许茗言见我又不说话了,也不觉尴尬,自顾自地小声计划起来:“得提前买点防晒,我妈说晒伤了疼……哦对,水壶也得带个大的……”
他的声音不高,带着少年人特有的清朗质感,混在李老师嗡嗡的讲话声和教室里细微的嘈杂里,像背景音里一段不太和谐的插曲。
我听着,目光落在窗外那棵孤零零的桂花树上。
还没到花期,只有满树墨绿的叶子,在微风中轻轻摇晃。
旁边坐了个蝈蝈,一只很聒噪的蝈蝈,一只对军训生活莫名有点期待的蝈蝈。
不清楚过了多久,李老师终于结束了她的长篇大论,开始分发军训注意事项告知书和缴费单。
纸张从前排传过来,发出哗啦啦的响声。
许茗言眼疾手快地接过前面递来的两份,把其中一份放在我桌上,指尖轻轻点了一下纸面。“给,同桌。”
“……谢谢。”我拿起那张薄薄的纸,油墨味很新。
他冲我咧嘴一笑,又露出那口白牙,然后低头飞快地浏览起纸上的内容,眉头微微蹙起,嘴里念念有词:“迷彩服尺码……哦对,得去领……鞋子自备黑色运动鞋……”
阳光又移动了一些,将我们两人之间的桌面照亮了一半。
他的那份告知书摊在光里,字迹清晰;我的这份,一半在光中,一半在我手投下的阴影里。
教室里渐渐响起收拾东西和低声交谈的声音,开学第一天的“仪式”接近尾声。
我慢条斯理地将笔和那个破旧笔记本收回包里,动作不疾不徐。
笔记本上屁也没记。
许茗言已经唰唰几下签好了自己的名字,把告知书折好塞进书包侧袋,然后看向我,似乎在等我。
“你不走吗?”他问。
“等人少点。
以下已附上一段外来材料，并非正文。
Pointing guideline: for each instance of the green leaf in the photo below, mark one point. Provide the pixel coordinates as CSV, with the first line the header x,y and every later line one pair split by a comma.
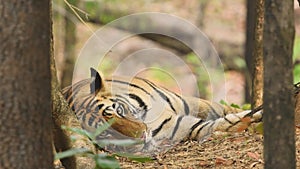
x,y
223,102
78,131
137,158
105,161
235,105
297,73
101,128
123,142
260,128
71,152
246,106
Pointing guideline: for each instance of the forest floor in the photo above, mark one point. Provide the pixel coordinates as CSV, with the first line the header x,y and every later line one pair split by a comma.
x,y
234,150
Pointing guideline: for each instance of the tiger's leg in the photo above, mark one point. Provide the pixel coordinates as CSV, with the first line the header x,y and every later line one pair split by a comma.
x,y
230,122
209,110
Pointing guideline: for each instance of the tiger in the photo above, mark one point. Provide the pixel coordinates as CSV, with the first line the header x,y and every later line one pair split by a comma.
x,y
140,109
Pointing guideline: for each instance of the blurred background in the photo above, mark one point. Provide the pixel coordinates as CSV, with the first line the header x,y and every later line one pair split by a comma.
x,y
223,22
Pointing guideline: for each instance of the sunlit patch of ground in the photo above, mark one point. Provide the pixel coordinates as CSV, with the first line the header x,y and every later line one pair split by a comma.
x,y
238,150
”我淡淡道。
“哦”他应了声,稳如老狗的坐在那里,居然没着急着走。
“你不走吗?”我淡淡的询问。
许茗言晃晃脑袋,又把手搭在我的肩膀上,以一种“慈祥”的声音对我说:“今日遇一良友,心悦之,故静候其至。”
……我无语了。
教室里的人渐渐稀疏。我站起身,拎起包。
许茗言几乎同时站了起来,动作比我利落得多。“走啦,一起?”
我看了他一眼,没说话,算是默认。
我们一前一后走出教室门。
走廊里比教室凉爽一些,但依旧残留着白日的闷热。
斜阳将我们的影子拉得很长,交错地投在布满脚印和灰尘的水磨石地面上。
他的影子活泼地晃动着,而我的,沉静地跟在后面。
走到楼梯口,他停下脚步,回头看我,笑容依旧很大:“那……明天见?军训第一天,别迟到啊,同桌。”
我点了点头。“嗯。”
他挥了挥手,转身,三步并作两步地跳下了楼梯,脚步声很快消失在下方。
这就是我和许茗言的初逢。
他像一场突如其来的夏日暴雨,不由分说地砸进我寂静无声的世界里。而我,只是那个待在窗后,看着雨幕,指尖冰凉的人。